- Born: 21 February 1919 Șuici, Argeș County, Kingdom of Romania
- Died: 6 September 1972 (aged 53) Fürstenfeldbruck, West Germany
- Cause of death: Shot to death by Black September Organization terrorists
- Body discovered: Fürstenfeldbruck Air Base
- Resting place: Kiryat Shaul Cemetery

= Kehat Shorr =

Israeli coach and Munich massacre victim

Kehat Shorr (קהת שור; 21 February 1919 – 6 September 1972) was the shooting coach for the 1972 Israeli Olympic team. He was one of the 11 members of Israel's Olympic team killed in the Munich massacre.

==Biography==
Kehat Shorr was born in Romania. There, he devoted himself to marksmanship and became an expert marksman. He moved to Israel in 1963 and lived in Tel Aviv with his wife and daughter.

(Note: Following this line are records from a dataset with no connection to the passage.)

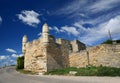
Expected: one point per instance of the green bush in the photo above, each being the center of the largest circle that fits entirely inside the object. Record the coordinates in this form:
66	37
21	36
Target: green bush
20	63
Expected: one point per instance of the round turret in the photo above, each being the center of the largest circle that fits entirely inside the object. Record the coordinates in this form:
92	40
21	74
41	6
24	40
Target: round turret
45	28
24	39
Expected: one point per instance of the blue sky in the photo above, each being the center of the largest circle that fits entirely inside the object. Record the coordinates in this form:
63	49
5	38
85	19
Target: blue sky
84	20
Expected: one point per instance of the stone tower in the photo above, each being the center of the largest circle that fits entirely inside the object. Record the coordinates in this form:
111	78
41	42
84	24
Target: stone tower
24	41
45	34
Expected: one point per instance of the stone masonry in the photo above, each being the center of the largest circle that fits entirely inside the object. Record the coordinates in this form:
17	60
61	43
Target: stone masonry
48	53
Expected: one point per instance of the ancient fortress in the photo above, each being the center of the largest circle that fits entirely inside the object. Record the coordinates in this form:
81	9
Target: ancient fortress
48	53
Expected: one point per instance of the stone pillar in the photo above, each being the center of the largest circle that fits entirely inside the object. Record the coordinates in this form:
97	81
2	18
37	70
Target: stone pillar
45	34
24	41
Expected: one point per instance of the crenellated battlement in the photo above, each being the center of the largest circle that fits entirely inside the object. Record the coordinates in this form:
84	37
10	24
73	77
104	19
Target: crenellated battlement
47	53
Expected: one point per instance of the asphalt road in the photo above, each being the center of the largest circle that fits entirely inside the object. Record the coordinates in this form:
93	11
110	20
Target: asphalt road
9	75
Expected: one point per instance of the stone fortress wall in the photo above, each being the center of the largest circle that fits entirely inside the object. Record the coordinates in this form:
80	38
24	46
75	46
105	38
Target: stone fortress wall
106	55
48	53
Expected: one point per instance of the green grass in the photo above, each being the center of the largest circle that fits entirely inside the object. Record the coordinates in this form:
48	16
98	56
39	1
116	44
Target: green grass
87	71
26	72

He joined the “Hapoel” team and quickly became its coach, training many young Israeli marksmen. He trained the national team for the Twentieth Olympic Games in Munich.

==Munich massacre==

Israeli hostages Shorr (left) and Andre Spitzer (right) talk to German officials during the hostage crisis.

Kehat was among the Israelis taken hostage and murdered by Black September terrorists at the 1972 Summer Olympics. The Israeli team was sleeping in their quarters in the early morning hours of 5 September 1972, when the terrorists raided the compound, murdered two of the Israeli athletes and took the others hostage. Kehat Shorr was photographed standing next to fellow coach Andre Spitzer at the second-floor window of their besieged building while terrorists trained guns on the pair. The German authorities failed to rescue 9 hostages, including Kehat Shorr, resulting in their deaths. Shorr's team members, Henry Hershkowitz and Zelig Stroch, survived the attack.